In the distance, the shadows watch. Zatanna doesn't even know what that means, but she's sure of it.
"Krow sehtolc," Zatanna says with a careless flip of her wand, and there's a brief flash of light as her chic autumnwear vanishes into her top hat, her tuxedo top with gold cummerbund, her white gloves, her bikini bottom, her signature fishnets, her leather heels. Her hair becomes a veil of night in which true stars sparkle. She gives America's hand one more squeeze, this time to draw comfort from the superwoman's strength, before releasing it. "We better know each other's names," she says as she peers into the outer darkness. "I'm Zatanna."
It's a bit like diving into water, or even as subtle as feeling a change in air pressure, passing that membrane in space; it's something America's grown used to over time. The viscosity of reality is different from universe to universe, dimension to dimension, and here is no different. Here, the main difference is, it feels like tiny bugs are crawling all over the small hairs on the back of her neck in a sickly skitter of space.

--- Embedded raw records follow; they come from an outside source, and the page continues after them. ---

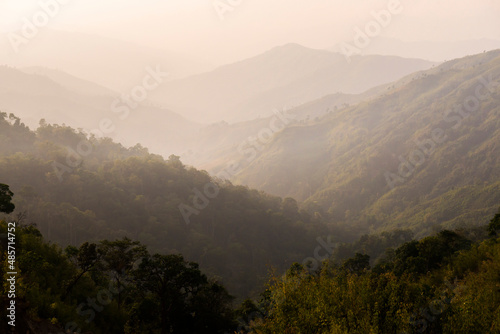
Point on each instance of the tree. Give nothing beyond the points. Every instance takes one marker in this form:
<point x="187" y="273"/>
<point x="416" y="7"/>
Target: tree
<point x="358" y="263"/>
<point x="494" y="225"/>
<point x="5" y="199"/>
<point x="118" y="258"/>
<point x="86" y="257"/>
<point x="182" y="296"/>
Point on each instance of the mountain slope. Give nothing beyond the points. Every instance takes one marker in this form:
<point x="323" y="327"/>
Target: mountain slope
<point x="284" y="76"/>
<point x="98" y="59"/>
<point x="348" y="163"/>
<point x="60" y="98"/>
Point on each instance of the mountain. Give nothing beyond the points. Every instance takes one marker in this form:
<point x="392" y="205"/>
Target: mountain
<point x="424" y="153"/>
<point x="70" y="82"/>
<point x="113" y="192"/>
<point x="39" y="93"/>
<point x="112" y="63"/>
<point x="433" y="51"/>
<point x="216" y="145"/>
<point x="287" y="75"/>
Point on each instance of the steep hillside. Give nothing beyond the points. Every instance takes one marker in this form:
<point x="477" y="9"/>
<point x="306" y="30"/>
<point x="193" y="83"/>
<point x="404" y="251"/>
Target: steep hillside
<point x="39" y="93"/>
<point x="113" y="192"/>
<point x="284" y="76"/>
<point x="424" y="153"/>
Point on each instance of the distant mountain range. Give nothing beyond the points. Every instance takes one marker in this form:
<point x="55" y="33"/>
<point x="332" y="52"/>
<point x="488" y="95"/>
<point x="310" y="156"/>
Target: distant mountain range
<point x="433" y="51"/>
<point x="38" y="93"/>
<point x="109" y="62"/>
<point x="412" y="157"/>
<point x="288" y="75"/>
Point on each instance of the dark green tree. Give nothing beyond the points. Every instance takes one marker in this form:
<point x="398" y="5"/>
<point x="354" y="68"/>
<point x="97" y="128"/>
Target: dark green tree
<point x="184" y="299"/>
<point x="6" y="199"/>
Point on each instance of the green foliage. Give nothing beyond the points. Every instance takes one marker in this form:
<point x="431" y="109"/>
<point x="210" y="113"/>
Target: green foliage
<point x="338" y="165"/>
<point x="6" y="199"/>
<point x="117" y="192"/>
<point x="79" y="288"/>
<point x="440" y="284"/>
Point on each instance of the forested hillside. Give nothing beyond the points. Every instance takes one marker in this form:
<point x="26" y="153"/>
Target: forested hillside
<point x="111" y="192"/>
<point x="441" y="284"/>
<point x="423" y="154"/>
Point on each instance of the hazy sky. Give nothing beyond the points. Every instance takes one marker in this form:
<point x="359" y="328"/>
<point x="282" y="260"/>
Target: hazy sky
<point x="193" y="27"/>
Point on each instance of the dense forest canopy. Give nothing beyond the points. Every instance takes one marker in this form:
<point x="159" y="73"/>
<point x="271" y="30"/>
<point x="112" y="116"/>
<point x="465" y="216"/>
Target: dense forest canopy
<point x="115" y="192"/>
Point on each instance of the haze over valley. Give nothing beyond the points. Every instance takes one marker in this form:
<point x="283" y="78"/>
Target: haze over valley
<point x="249" y="167"/>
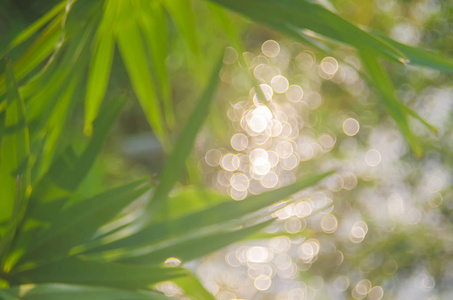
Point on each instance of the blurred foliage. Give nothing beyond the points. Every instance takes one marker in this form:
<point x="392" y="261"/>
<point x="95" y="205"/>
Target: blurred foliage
<point x="112" y="187"/>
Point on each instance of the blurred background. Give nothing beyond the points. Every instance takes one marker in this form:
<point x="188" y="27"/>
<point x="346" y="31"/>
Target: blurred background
<point x="380" y="228"/>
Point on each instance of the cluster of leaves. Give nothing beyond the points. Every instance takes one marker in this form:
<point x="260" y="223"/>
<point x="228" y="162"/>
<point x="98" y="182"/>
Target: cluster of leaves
<point x="50" y="231"/>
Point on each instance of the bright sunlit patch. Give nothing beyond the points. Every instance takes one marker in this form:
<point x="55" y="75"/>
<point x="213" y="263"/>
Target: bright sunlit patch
<point x="240" y="182"/>
<point x="351" y="127"/>
<point x="172" y="261"/>
<point x="358" y="232"/>
<point x="308" y="250"/>
<point x="294" y="93"/>
<point x="361" y="289"/>
<point x="262" y="282"/>
<point x="257" y="254"/>
<point x="230" y="56"/>
<point x="213" y="157"/>
<point x="284" y="149"/>
<point x="238" y="195"/>
<point x="269" y="180"/>
<point x="329" y="223"/>
<point x="279" y="84"/>
<point x="373" y="157"/>
<point x="303" y="209"/>
<point x="376" y="293"/>
<point x="270" y="48"/>
<point x="267" y="91"/>
<point x="328" y="66"/>
<point x="230" y="162"/>
<point x="239" y="141"/>
<point x="341" y="283"/>
<point x="305" y="60"/>
<point x="326" y="141"/>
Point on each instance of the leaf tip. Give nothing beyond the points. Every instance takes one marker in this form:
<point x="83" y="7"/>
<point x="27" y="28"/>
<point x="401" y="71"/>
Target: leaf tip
<point x="88" y="129"/>
<point x="404" y="60"/>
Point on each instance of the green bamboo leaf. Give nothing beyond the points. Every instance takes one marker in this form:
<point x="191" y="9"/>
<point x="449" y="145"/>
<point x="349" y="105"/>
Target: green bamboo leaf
<point x="134" y="55"/>
<point x="193" y="288"/>
<point x="79" y="222"/>
<point x="55" y="126"/>
<point x="176" y="161"/>
<point x="183" y="15"/>
<point x="380" y="79"/>
<point x="55" y="184"/>
<point x="195" y="247"/>
<point x="421" y="57"/>
<point x="52" y="291"/>
<point x="218" y="214"/>
<point x="78" y="271"/>
<point x="33" y="28"/>
<point x="41" y="48"/>
<point x="307" y="15"/>
<point x="15" y="170"/>
<point x="15" y="145"/>
<point x="152" y="21"/>
<point x="99" y="73"/>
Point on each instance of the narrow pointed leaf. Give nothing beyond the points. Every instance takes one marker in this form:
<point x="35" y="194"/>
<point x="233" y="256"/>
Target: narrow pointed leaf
<point x="99" y="73"/>
<point x="52" y="291"/>
<point x="198" y="246"/>
<point x="156" y="37"/>
<point x="55" y="183"/>
<point x="41" y="48"/>
<point x="424" y="58"/>
<point x="217" y="214"/>
<point x="135" y="59"/>
<point x="307" y="15"/>
<point x="380" y="79"/>
<point x="176" y="161"/>
<point x="77" y="271"/>
<point x="15" y="146"/>
<point x="193" y="288"/>
<point x="78" y="223"/>
<point x="33" y="28"/>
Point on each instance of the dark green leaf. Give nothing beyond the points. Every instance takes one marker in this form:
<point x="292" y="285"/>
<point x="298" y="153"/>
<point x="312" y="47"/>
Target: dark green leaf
<point x="79" y="222"/>
<point x="279" y="14"/>
<point x="77" y="271"/>
<point x="380" y="79"/>
<point x="181" y="150"/>
<point x="52" y="291"/>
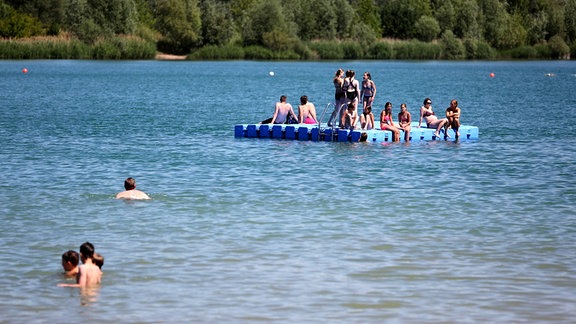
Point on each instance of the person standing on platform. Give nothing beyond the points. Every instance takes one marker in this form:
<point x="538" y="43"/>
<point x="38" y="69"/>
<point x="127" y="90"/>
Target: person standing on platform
<point x="453" y="116"/>
<point x="339" y="98"/>
<point x="306" y="112"/>
<point x="387" y="122"/>
<point x="404" y="121"/>
<point x="368" y="93"/>
<point x="351" y="87"/>
<point x="282" y="111"/>
<point x="367" y="119"/>
<point x="427" y="114"/>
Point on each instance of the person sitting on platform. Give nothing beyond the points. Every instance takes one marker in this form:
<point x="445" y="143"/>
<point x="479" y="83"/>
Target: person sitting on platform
<point x="453" y="116"/>
<point x="350" y="118"/>
<point x="404" y="120"/>
<point x="367" y="118"/>
<point x="306" y="112"/>
<point x="387" y="122"/>
<point x="281" y="112"/>
<point x="431" y="120"/>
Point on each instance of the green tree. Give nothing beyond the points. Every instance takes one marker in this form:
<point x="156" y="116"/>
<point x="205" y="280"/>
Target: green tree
<point x="265" y="17"/>
<point x="217" y="23"/>
<point x="17" y="25"/>
<point x="179" y="22"/>
<point x="446" y="15"/>
<point x="570" y="21"/>
<point x="558" y="48"/>
<point x="398" y="16"/>
<point x="453" y="48"/>
<point x="468" y="25"/>
<point x="346" y="18"/>
<point x="368" y="14"/>
<point x="426" y="28"/>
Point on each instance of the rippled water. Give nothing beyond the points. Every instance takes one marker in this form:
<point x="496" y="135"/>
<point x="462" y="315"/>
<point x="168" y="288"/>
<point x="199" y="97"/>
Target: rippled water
<point x="248" y="230"/>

When the glow from her eyes fades, America sees exactly why. Any glimmer of a smile fades from her lips at the webs that wrap around this world like overgrown moss, the featureless wrongness of this dimension.
"Oh," she breathes, slowly. "One of these places. Great."
Her voice is low. And despite the sarcasm, the tension of someone preparing themselves for the worst runs through that superpowered musculature of hers, rolling from shoulders all the way to forearms and legs; it's only compromised by the way she returns that squeeze, a small sign of confident reassurance for Zatanna, before America glances the magician's way, sizing up her Krow sehtolc thoughtfully.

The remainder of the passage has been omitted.